Mme, [E], [P] et M., [S], [Z] succombent à l’instance de sorte qu’ils doivent être condamnés aux entiers dépens.
Sur les frais irrépétibles
Il résulte des dispositions de l’article 700 du code de procédure civile que le juge condamne la partie tenue aux dépens ou qui perd son procès à payer à l’autre partie la somme qu’il détermine, au titre des frais exposés et non compris dans les dépens. Dans tous les cas, le juge tient compte de l’équité ou de la situation économique de la partie condamnée. Il peut, même d’office, pour des raisons tirées des mêmes considérations, dire qu’il n’y a pas lieu à ces condamnations. Les parties peuvent produire les justificatifs des sommes qu’elles demandent.

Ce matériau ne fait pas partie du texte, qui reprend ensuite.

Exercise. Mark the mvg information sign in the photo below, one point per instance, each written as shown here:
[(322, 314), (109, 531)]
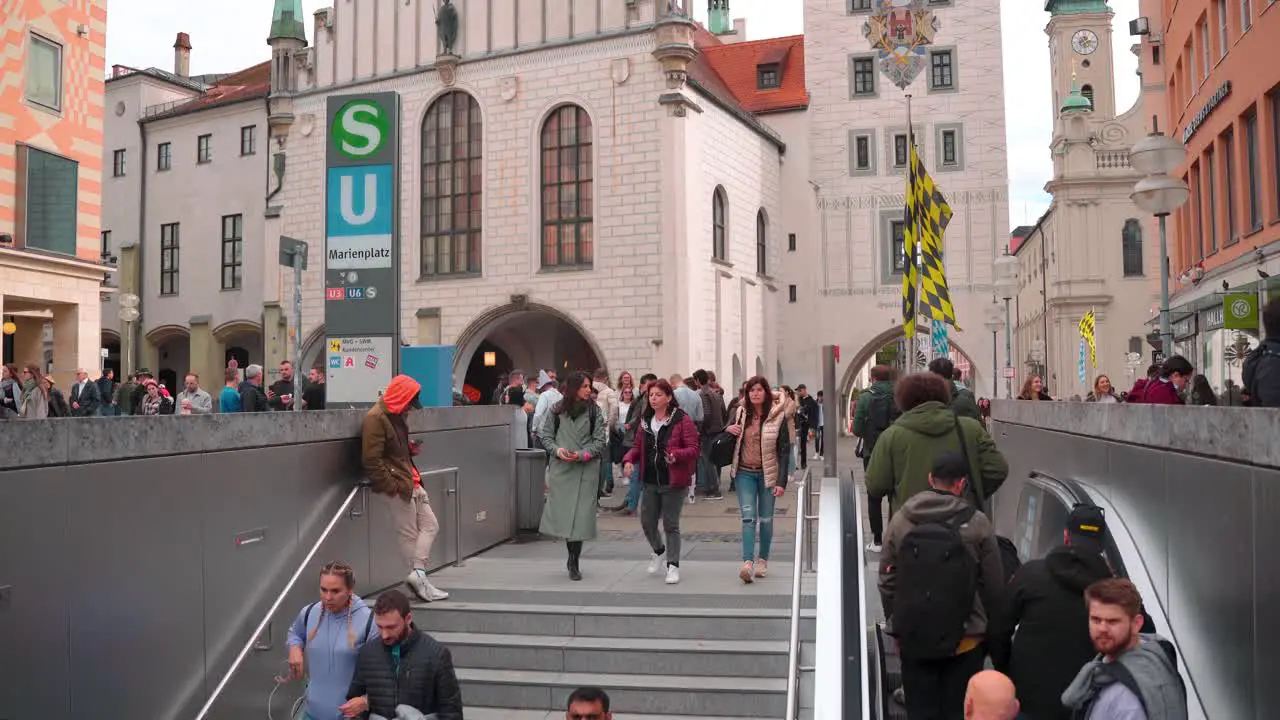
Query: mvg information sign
[(361, 245)]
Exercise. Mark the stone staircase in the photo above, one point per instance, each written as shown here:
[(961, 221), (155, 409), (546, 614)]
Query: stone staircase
[(659, 651)]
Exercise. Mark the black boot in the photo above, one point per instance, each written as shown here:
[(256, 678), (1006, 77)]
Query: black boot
[(575, 552)]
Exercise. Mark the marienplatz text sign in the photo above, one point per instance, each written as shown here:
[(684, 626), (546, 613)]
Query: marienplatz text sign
[(361, 256)]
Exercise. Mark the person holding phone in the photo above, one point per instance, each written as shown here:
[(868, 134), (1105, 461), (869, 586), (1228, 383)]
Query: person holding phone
[(667, 450), (759, 470)]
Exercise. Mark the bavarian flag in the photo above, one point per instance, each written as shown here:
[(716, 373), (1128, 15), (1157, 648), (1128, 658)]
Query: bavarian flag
[(1087, 327), (927, 217)]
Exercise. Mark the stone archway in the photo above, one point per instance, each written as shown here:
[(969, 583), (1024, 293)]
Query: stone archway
[(849, 382), (531, 337)]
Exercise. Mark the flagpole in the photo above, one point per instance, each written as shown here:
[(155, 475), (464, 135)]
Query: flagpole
[(913, 342)]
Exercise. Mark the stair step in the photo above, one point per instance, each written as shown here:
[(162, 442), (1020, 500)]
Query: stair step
[(648, 656), (664, 696), (575, 620), (506, 714)]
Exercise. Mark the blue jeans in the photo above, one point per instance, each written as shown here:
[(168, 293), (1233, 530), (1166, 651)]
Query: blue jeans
[(755, 502)]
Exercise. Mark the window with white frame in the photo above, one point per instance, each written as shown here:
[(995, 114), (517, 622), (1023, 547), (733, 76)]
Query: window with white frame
[(44, 71)]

Compte tenu des démarches judiciaires qu’a dû accomplir la SA d’HLM Valophis La Chaumière d’Île-de-France et de la condamnation aux dépens des défendeurs, Mme, [E], [P] et M., [S], [Z] seront condamnés à verser à la demanderesse la somme de 400,00 € en application de l’article précité.

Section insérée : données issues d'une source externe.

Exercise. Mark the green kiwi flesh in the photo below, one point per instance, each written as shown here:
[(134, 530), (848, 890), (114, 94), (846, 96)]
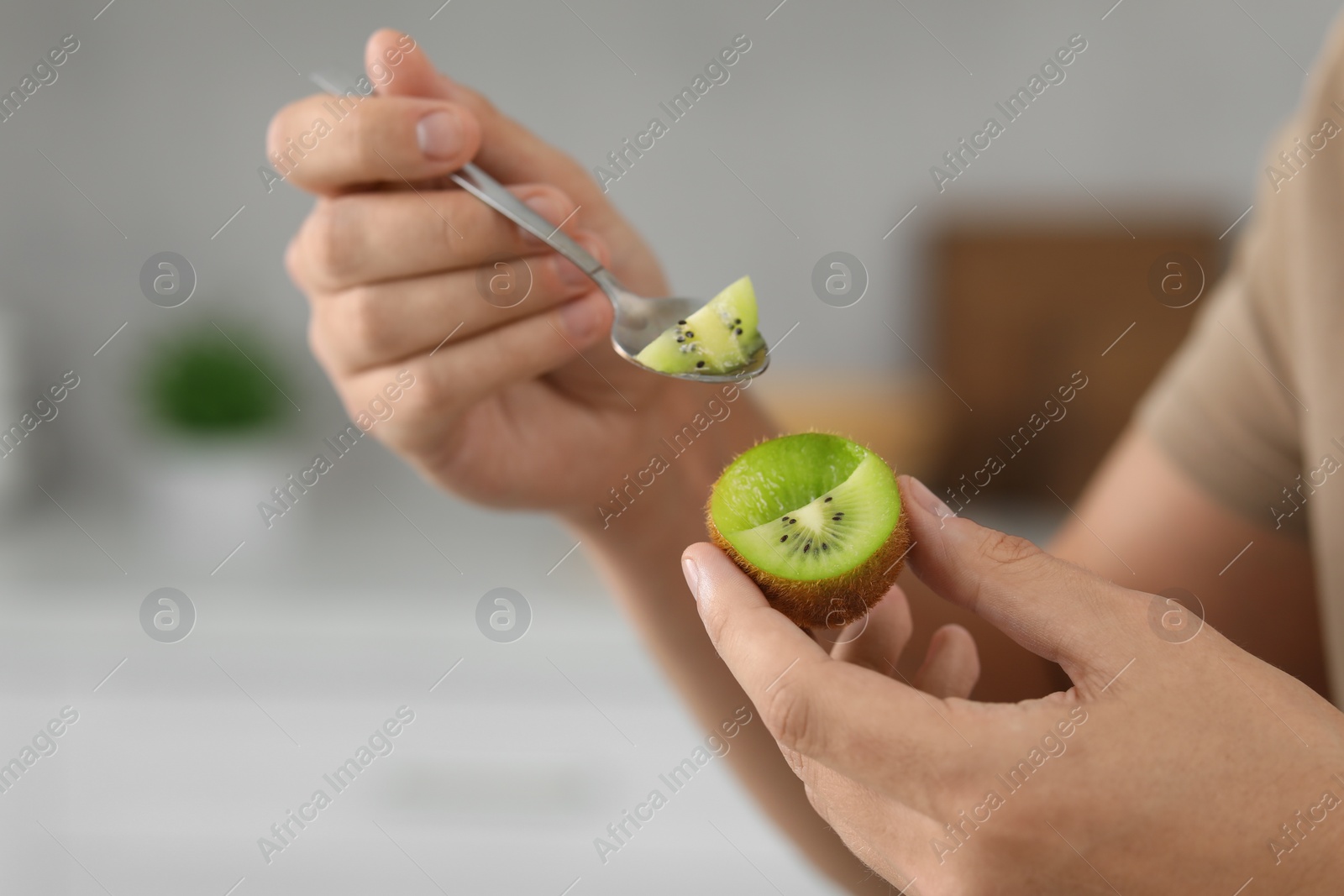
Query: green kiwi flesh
[(718, 338), (816, 521)]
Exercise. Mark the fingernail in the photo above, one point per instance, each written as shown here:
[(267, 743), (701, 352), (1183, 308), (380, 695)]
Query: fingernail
[(582, 317), (440, 134), (569, 273), (927, 500), (692, 577)]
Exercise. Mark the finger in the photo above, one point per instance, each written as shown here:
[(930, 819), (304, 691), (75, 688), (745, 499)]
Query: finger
[(952, 664), (460, 374), (1052, 607), (393, 320), (366, 238), (329, 144), (878, 640), (864, 726)]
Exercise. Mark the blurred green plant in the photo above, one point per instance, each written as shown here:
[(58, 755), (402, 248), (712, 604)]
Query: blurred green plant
[(199, 383)]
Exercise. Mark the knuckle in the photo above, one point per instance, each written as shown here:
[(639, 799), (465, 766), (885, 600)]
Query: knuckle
[(365, 322), (430, 396), (790, 718), (333, 241), (1001, 548)]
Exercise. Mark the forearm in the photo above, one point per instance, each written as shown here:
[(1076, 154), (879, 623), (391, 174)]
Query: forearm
[(1146, 526), (638, 553)]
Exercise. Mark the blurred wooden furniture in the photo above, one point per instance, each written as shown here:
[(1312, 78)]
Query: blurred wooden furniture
[(1021, 309)]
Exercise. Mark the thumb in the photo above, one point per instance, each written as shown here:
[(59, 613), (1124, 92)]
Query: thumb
[(1054, 609)]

Sur l’exécution provisoire
Conformément à l’article 514 du code de procédure civile, les décisions de première instance sont de droit exécutoires à titre provisoire à moins que la loi ou la décision rendue n’en dispose autrement.

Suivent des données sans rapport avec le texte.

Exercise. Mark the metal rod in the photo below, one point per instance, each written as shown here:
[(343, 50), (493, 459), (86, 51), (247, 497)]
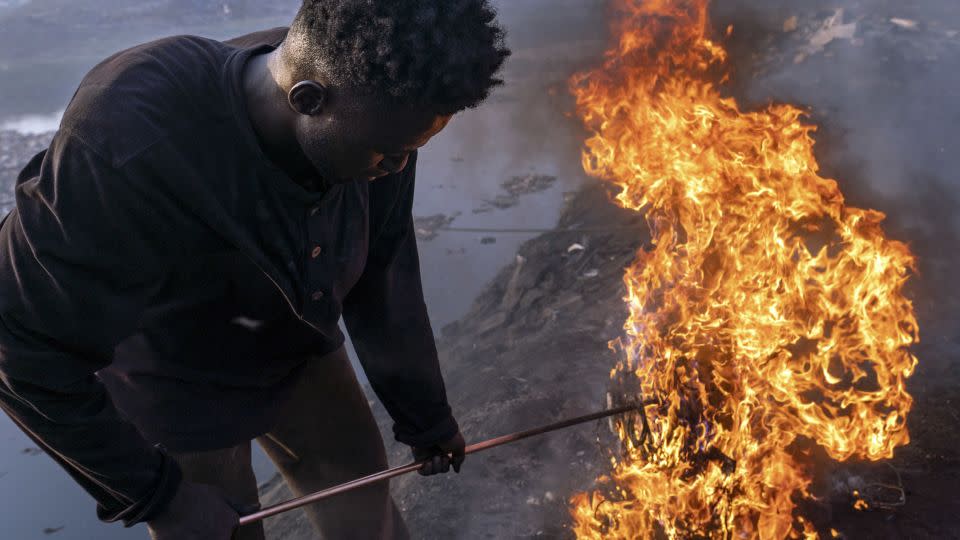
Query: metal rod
[(404, 469)]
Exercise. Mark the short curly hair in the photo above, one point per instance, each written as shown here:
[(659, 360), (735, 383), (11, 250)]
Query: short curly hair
[(440, 53)]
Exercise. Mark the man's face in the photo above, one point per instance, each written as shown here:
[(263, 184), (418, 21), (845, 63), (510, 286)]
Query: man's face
[(362, 138)]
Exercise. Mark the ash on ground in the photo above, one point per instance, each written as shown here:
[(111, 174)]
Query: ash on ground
[(428, 227), (514, 188)]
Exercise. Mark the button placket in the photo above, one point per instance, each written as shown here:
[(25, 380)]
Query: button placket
[(316, 271)]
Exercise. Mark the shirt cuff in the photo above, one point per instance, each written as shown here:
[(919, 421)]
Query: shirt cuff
[(440, 432), (155, 503)]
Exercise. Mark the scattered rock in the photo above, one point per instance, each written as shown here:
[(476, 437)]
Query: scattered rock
[(529, 183), (515, 187), (833, 28), (427, 227)]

En l’espèce, compte tenu de la nature du litige et en l’absence de dispositions légales contraires, l’exécution provisoire est de droit.
PAR CES MOTIFS
Le juge des contentieux de la protection, statuant publiquement, par mise à disposition au greffe, par jugement contradictoire et en premier ressort,
DÉCLARE l’action recevable ;
CONDAMNE conjointement Mme, [E], [P] et M., [S], [Z] à verser à la SA d’HLM Valophis La Chaumière d’Île-de-France la somme de 10 216,08 € (décompte arrêté au 29 septembre 2025, terme du mois d’août 2025 inclus), en deniers ou quittances, avec intérêt au taux légal à compter du présent jugement ;
CONSTATE que les conditions d’acquisition de la clause résolutoire figurant au bail conclu le 22 août 2017 entre la SA d’HLM Valophis La Chaumière d’Île-de-France, d’une part, et Mme, [E], [P], d’autre part, concernant le logement situé au, [Adresse 4] sont réunies à la date du 20 décembre 2024 ;
ORDONNE en conséquence à Mme, [E], [P] et M., [S], [Z] de libérer les lieux et de restituer les clés dans le délai de quinze jours à compter de la signification du présent jugement ;
DIT qu’à défaut pour Mme, [E], [P] et M., [S], [Z] d’avoir volontairement libéré les lieux et restitué les clés dans ce délai, la SA d’HLM Valophis La Chaumière d’Île-de-France pourra, deux mois après la signification d’un commandement de quitter les lieux, faire procéder à leur expulsion ainsi qu’à celle de tous occupants de leur chef, y compris le cas échéant avec le concours d’un serrurier et de la force publique ;
DIT que le sort des meubles sera régi conformément aux dispositions des articles L.433-1 et L.433-2 du code des procédures civiles d’exécution ;
CONDAMNE Mme, [E], [P] et M., [S], [Z] conjointement à verser à la SA d’HLM Valophis La Chaumière d’Île-de-France une indemnité mensuelle d’occupation d’un montant équivalent à celui du loyer et des charges, tel qu’il aurait été si le contrat s’était poursuivi, à compter du terme du mois de septembre 2025 et jusqu’à la date de la libération effective et définitive des lieux, caractérisée par la restitution des clés ;
DÉBOUTE les parties du surplus de leurs prétentions ;
CONDAMNE Mme, [E], [P] et M., [S], [Z] à verser à la SA d’HLM Valophis La Chaumière d’Île-de-France une somme de 400,00 € au titre de l’article 700 du code de procédure civile ;
CONDAMNE Mme, [E], [P] et M., [S], [Z] aux entiers dépens de la présente instance qui comprendront notamment le coût du commandement de payer, de l’assignation et de sa notification à la préfecture ;
RAPPELLE que l’exécution provisoire est de droit ;
Ainsi jugé et prononcé par mise à disposition du jugement au greffe du tribunal judiciaire, le 23 mars 2026, les parties en ayant été préalablement avisées dans les conditions prévues au deuxième alinéa de l’article 450 du code de procédure civile, la minute étant signée électroniquement par le juge et par la greffière.